Dipping will only be carried out by fully qualified mobile contract dippers in full PPE to safeguard the health of dippers, farmers and the environment, Gwaredu Scab will be working with mobile dippers so they can obtain the highest qualification standards. Used dips will be disposed of by dippers at chemical treatment plants at no cost to the farmers.

As an animal welfare issue, farmers are legally bound to treat affected sheep once sheep scab is identified.

Participation in Gwaredu Scab is not compulsory, but farmers who suspect there may be cases of sheep scab in their flock are strongly encouraged to contact the Gwaredu Scab team to get their sheep tested.

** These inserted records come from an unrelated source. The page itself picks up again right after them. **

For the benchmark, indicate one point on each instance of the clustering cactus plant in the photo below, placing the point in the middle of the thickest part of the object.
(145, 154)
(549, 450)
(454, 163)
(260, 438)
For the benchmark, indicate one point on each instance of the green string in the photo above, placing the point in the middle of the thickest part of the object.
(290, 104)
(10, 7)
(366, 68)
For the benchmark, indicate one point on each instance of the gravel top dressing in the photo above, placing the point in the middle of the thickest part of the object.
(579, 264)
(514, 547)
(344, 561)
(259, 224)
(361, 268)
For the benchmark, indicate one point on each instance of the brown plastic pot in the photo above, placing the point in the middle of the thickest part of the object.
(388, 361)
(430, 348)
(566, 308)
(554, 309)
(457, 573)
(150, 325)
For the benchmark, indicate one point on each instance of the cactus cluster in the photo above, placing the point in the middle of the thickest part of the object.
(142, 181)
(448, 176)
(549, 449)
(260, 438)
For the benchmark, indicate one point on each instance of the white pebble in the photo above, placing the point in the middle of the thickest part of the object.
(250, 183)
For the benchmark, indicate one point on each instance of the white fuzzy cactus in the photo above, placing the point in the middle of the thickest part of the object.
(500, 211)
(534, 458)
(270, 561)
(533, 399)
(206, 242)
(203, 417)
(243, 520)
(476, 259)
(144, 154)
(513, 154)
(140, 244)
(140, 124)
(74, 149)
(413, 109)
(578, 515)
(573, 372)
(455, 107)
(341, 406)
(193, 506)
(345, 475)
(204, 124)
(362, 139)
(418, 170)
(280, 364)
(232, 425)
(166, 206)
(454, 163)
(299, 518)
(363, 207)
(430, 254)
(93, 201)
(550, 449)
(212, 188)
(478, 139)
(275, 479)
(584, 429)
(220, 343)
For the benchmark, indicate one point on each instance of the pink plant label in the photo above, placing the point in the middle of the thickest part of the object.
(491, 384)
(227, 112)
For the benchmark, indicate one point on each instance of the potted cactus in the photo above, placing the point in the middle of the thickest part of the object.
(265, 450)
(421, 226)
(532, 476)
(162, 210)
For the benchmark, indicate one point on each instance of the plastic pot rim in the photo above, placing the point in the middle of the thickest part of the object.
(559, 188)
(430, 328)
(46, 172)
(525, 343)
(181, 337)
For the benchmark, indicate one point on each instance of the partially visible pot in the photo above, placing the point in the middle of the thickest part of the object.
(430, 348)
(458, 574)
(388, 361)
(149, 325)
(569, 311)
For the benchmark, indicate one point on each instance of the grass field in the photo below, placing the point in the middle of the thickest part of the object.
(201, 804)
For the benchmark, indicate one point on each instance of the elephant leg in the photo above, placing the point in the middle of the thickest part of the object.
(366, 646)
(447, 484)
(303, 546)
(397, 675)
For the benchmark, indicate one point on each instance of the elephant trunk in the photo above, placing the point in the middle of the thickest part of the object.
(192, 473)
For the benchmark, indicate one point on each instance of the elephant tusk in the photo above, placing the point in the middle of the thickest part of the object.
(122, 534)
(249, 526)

Once a farm has reported its case, a Gwaredu Scab technical officer will visit to coordinate the testing process and, if required, approach surrounding farms to minimise the potential spread of the disease.

Rural Affairs Minister, Lesley Griffiths said: “Sheep Scab is one of the major disease risks for the sheep industry in Wales.

“I am pleased the Welsh Government is supporting this project to help the sheep industry, and sheep vets, to tackle and eliminate this serious disease.

“The work taking place will help protect the health and welfare of sheep in Wales and deliver significant economic benefits for the sector. This also provides an important opportunity for the industry to put in place the necessary measures to stop scab from spreading between flocks.”